Since the tweeter in chief isn’t exactly known for his tagging accuracy, my fear of being swept up in an Oval Office tweetstorm is enough to make me consider entering the witness protection program. I’m only one viral tag away from becoming the unwitting, and unwilling, star of my very own fake news story.
Yet the flip side is that each tag is like someone handing me a mic on a public stage where private citizens don’t belong. Which gives me an opportunity to turn this lemon into something tastier — like lemonade. Spiked with Dominican rum. Although it’s tempting to use it as a soapbox, I don’t. What if I triggered an international incident?
No, I’d rather reveal my identity with a splash of humor and a twist of snark. If nothing else, it’s an excuse to waste — I mean, spend — time crafting clever retorts to misdirected tweets.
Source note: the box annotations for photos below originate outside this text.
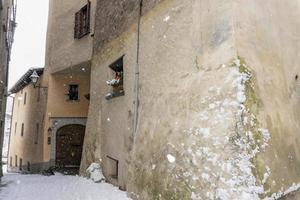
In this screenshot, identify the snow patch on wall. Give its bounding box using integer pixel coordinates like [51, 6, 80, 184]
[178, 59, 270, 200]
[264, 183, 300, 200]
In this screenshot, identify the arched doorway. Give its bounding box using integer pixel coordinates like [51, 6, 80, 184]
[55, 124, 85, 167]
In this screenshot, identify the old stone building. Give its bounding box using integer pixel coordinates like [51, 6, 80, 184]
[8, 68, 47, 172]
[5, 0, 300, 200]
[9, 0, 96, 172]
[81, 0, 300, 199]
[0, 0, 16, 177]
[43, 0, 96, 172]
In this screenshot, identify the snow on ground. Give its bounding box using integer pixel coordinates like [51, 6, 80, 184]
[0, 174, 130, 200]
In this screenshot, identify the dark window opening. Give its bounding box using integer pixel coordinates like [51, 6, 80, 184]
[74, 1, 91, 39]
[34, 123, 40, 144]
[27, 162, 30, 171]
[36, 88, 41, 102]
[21, 123, 24, 137]
[67, 85, 79, 101]
[15, 155, 18, 167]
[15, 122, 18, 135]
[107, 156, 119, 179]
[9, 156, 12, 167]
[24, 92, 27, 105]
[105, 56, 125, 100]
[19, 158, 23, 171]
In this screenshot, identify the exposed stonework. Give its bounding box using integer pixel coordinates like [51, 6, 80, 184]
[81, 0, 300, 200]
[94, 0, 163, 53]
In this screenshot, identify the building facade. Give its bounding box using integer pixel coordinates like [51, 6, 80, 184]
[43, 0, 96, 172]
[8, 68, 47, 173]
[81, 0, 300, 199]
[0, 0, 16, 177]
[5, 0, 300, 200]
[9, 0, 96, 172]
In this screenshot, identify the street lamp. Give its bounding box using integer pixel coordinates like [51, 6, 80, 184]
[29, 70, 40, 87]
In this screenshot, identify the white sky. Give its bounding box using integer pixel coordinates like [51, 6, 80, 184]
[9, 0, 49, 88]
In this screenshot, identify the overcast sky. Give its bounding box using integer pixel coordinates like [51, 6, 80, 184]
[9, 0, 48, 88]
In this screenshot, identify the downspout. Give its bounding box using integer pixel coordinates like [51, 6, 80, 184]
[133, 0, 143, 140]
[6, 96, 15, 170]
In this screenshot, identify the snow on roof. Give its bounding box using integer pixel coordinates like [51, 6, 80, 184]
[9, 68, 44, 94]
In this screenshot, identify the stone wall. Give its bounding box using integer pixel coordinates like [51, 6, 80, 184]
[81, 0, 300, 200]
[94, 0, 162, 53]
[235, 0, 300, 195]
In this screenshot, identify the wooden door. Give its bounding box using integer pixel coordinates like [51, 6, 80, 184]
[56, 124, 85, 167]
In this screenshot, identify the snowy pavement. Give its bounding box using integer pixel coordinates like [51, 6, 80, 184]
[0, 174, 130, 200]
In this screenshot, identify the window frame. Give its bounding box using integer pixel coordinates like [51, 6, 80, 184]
[21, 123, 25, 137]
[74, 1, 91, 39]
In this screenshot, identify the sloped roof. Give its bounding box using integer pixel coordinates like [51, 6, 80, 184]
[9, 68, 44, 94]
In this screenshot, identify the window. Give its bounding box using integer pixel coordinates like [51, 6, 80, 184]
[36, 88, 41, 102]
[27, 162, 30, 171]
[34, 123, 40, 144]
[74, 1, 91, 39]
[21, 123, 24, 137]
[15, 155, 18, 167]
[105, 56, 125, 100]
[15, 122, 18, 135]
[19, 158, 23, 171]
[24, 92, 27, 105]
[67, 85, 79, 101]
[106, 156, 119, 179]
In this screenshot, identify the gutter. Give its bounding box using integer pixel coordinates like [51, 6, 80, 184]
[133, 0, 143, 140]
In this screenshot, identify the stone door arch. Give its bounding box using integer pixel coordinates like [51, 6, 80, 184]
[55, 124, 85, 167]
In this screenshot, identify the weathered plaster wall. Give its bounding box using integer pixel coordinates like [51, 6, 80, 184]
[81, 0, 299, 200]
[82, 0, 241, 195]
[46, 0, 96, 72]
[44, 74, 90, 162]
[8, 76, 47, 170]
[235, 0, 300, 197]
[93, 0, 163, 53]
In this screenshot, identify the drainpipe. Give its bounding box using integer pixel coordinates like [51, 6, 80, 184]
[133, 0, 143, 139]
[6, 95, 15, 173]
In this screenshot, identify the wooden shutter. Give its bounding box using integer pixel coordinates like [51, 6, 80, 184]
[86, 1, 91, 33]
[74, 11, 81, 38]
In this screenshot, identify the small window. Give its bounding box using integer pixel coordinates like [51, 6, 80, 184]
[9, 156, 13, 167]
[67, 85, 79, 101]
[74, 1, 91, 39]
[107, 156, 119, 179]
[24, 92, 27, 105]
[19, 158, 23, 171]
[21, 123, 24, 137]
[27, 162, 31, 172]
[14, 122, 18, 135]
[34, 123, 40, 144]
[105, 56, 125, 100]
[36, 88, 41, 102]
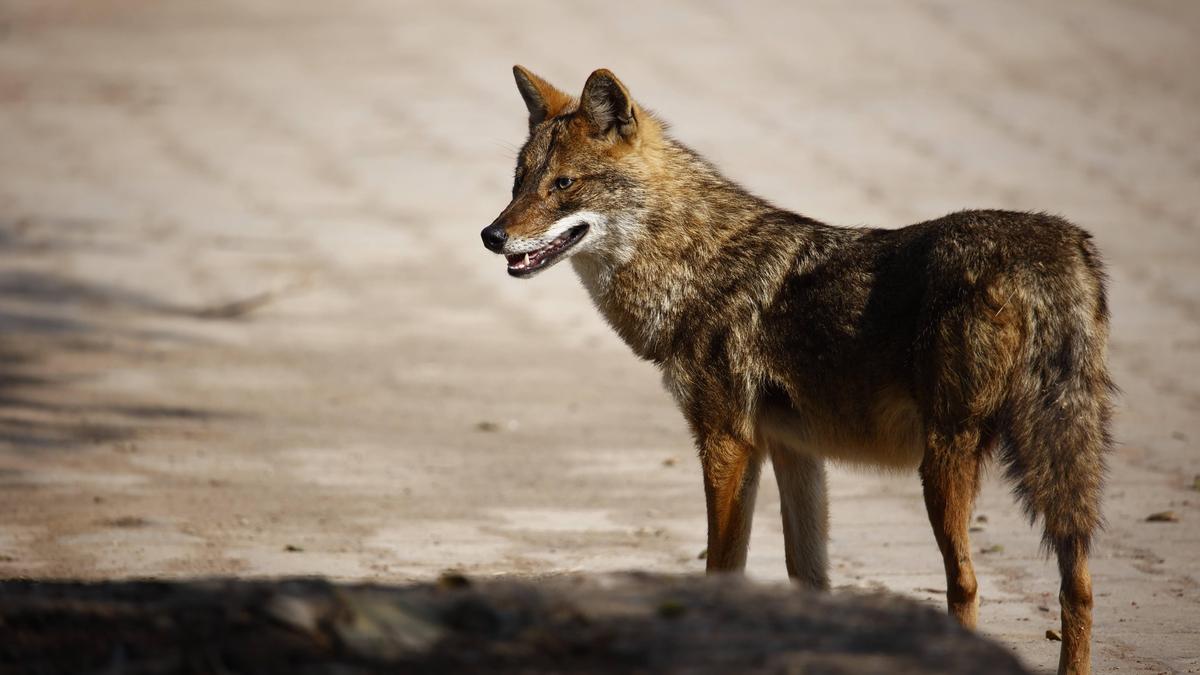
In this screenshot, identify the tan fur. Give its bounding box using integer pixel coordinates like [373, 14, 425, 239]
[482, 67, 1114, 673]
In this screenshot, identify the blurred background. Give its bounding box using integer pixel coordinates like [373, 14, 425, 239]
[0, 0, 1200, 671]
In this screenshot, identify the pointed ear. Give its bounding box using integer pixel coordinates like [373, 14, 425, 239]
[512, 66, 574, 129]
[580, 68, 638, 139]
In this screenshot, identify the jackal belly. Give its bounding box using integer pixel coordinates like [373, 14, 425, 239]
[757, 388, 925, 468]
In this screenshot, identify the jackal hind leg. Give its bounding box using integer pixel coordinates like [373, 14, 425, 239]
[700, 435, 762, 573]
[920, 432, 983, 628]
[770, 446, 829, 590]
[1055, 540, 1092, 675]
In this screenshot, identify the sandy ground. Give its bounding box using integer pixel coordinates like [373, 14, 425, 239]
[0, 0, 1200, 673]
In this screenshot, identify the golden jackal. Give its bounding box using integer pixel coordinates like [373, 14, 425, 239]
[482, 66, 1114, 673]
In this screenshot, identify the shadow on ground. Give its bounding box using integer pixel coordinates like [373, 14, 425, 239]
[0, 574, 1025, 675]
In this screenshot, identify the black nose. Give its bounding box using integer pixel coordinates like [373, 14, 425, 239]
[479, 225, 509, 253]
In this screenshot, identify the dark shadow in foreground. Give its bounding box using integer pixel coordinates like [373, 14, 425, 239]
[0, 574, 1027, 675]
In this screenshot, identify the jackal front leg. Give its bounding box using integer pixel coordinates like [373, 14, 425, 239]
[770, 446, 829, 591]
[700, 434, 762, 573]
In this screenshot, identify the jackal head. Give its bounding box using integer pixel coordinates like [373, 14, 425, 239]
[481, 66, 662, 277]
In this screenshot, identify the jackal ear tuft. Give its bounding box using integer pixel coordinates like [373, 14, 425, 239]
[512, 66, 574, 129]
[580, 68, 637, 139]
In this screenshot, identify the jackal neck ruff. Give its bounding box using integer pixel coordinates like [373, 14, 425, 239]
[571, 135, 832, 364]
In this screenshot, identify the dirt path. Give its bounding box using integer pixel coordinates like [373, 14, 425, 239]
[0, 0, 1200, 671]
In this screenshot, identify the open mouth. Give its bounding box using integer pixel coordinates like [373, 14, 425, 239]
[504, 223, 588, 276]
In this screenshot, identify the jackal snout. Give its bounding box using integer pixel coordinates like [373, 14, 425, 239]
[479, 222, 509, 253]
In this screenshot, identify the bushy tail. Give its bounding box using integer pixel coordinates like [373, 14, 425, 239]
[1001, 239, 1116, 555]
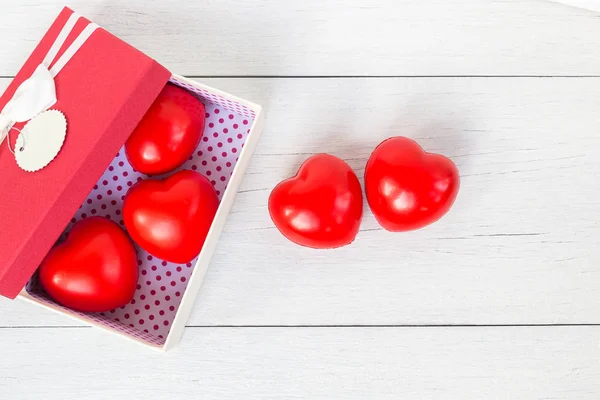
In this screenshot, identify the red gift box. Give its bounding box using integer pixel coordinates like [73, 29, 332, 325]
[0, 8, 264, 349]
Like when I was tagged along with Trump and others in a media tweet, in which my ambassadorial alter ego urged Dominicans not to vote for corrupt candidates in 2020.
In my reply, I encouraged Americans to do the same, which was likely a little too snarky because my tweet is now unavailable. I take that as a small victory.
One of my comments even prompted an event invitation from Dominican-American Rep. Adriano Espaillat, D-N.Y. He now follows me.
My favorite so far — maybe it’s because I play drums — is a video of alternate-me dancing the bachata; apparently my conservative counterpart and I share a sense of rhythm.
Still, it’s a tiresome game of Whac-A-Mole and I wish it would stop. Yes, I could ignore it. But there’s a core part of me — the part that recoils at being linked to a president whose lies, corruption and cruelty I abhor — that needs to respond, over and over, “I’m not her!”
It’s like identity theft insurance. If I find myself at the center of a tweet-nado, at least I’ve left a digital trail to the truth, something in short supply these days.
I’ve often wondered whether anybody, perhaps at the embassy, is enjoying my attempts at wit. I got an answer a few months ago in the form of a note from someone at the State Department, which said in part: “For obvious reasons, I come across your Twitter handle quite often. Your good humor, despite the obvious frustration, frequently brightens my day… Let me know if you are ever in the running for an ambassadorship.… I know a country where you’ll fit right in. Thanks for the giggles.” That made my day.
I don’t know how long the other Robin Bernstein will remain an ambassador. But as long as she does, I’ll keep doing what I’m doing, and I hope it prompts a few more giggles and brightens someone else’s day. Speaking as the official alternate ambassador, I can’t think of a better form of diplomacy than that.